Clinicians, as well as health systems, often rely on these guidelines, because not everyone can be an expert on everything. They turn to these guideline panels that have reviewed all the data and have experts around the table to make informed, evidence-based recommendation. The clinician can then go to these guidelines or pathways. What we have seen is that those pathway panels and clinicians who try to be informed on this, want to ensure that the evidence supporting the approval of these agents is available to them.

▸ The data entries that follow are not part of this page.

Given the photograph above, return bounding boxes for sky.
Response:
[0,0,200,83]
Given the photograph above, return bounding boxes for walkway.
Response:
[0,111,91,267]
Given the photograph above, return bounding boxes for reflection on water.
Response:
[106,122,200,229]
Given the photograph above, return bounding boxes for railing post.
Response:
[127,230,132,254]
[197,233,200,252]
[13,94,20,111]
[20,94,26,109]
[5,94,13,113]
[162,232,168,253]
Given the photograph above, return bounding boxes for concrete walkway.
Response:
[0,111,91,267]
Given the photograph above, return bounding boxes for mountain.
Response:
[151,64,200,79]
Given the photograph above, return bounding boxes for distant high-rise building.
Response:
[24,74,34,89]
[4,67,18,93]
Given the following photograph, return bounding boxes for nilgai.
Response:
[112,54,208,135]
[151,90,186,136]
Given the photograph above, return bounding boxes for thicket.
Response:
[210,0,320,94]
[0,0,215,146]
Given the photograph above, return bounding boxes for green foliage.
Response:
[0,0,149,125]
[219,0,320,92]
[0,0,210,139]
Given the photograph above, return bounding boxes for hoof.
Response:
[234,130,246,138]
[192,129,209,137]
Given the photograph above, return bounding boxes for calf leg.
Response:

That links back to transparency, making all the preclinical and clinical data available for critique. When that is not the case, they are going to push back and say, “How can we make a recommendation or prescribe one of these agents for our patients when we haven't seen the data or evidence?" Clinicians are going to want that transparency upfront, and should expect, if not demand—that surveillance after marketing of these agents be followed.
There is this additional complexity of the naming, which is a little obtuse. Thus far, they have been adding a random 4-letter suffix to the original name of the biologic. When there are multiple biosimilars on the market with multiple 4-letter suffixes, we are going to have to get familiar with these odd names when it comes time to selecting treatment.
Clinicians will have their challenges, and it will be important to know exactly what biosimilar or biologic a patient receives, and if they switch from one to another. That must be clearly evident in the data reported. Everybody understands that now, but there are going to be some challenges in tracking and monitoring. We still need to encourage clinicians and patients to report anything unusual, including any unexpected adverse events. We are still in a learning phase here, and we need to continue to keep our eyes open to monitor and protect the patients under our care.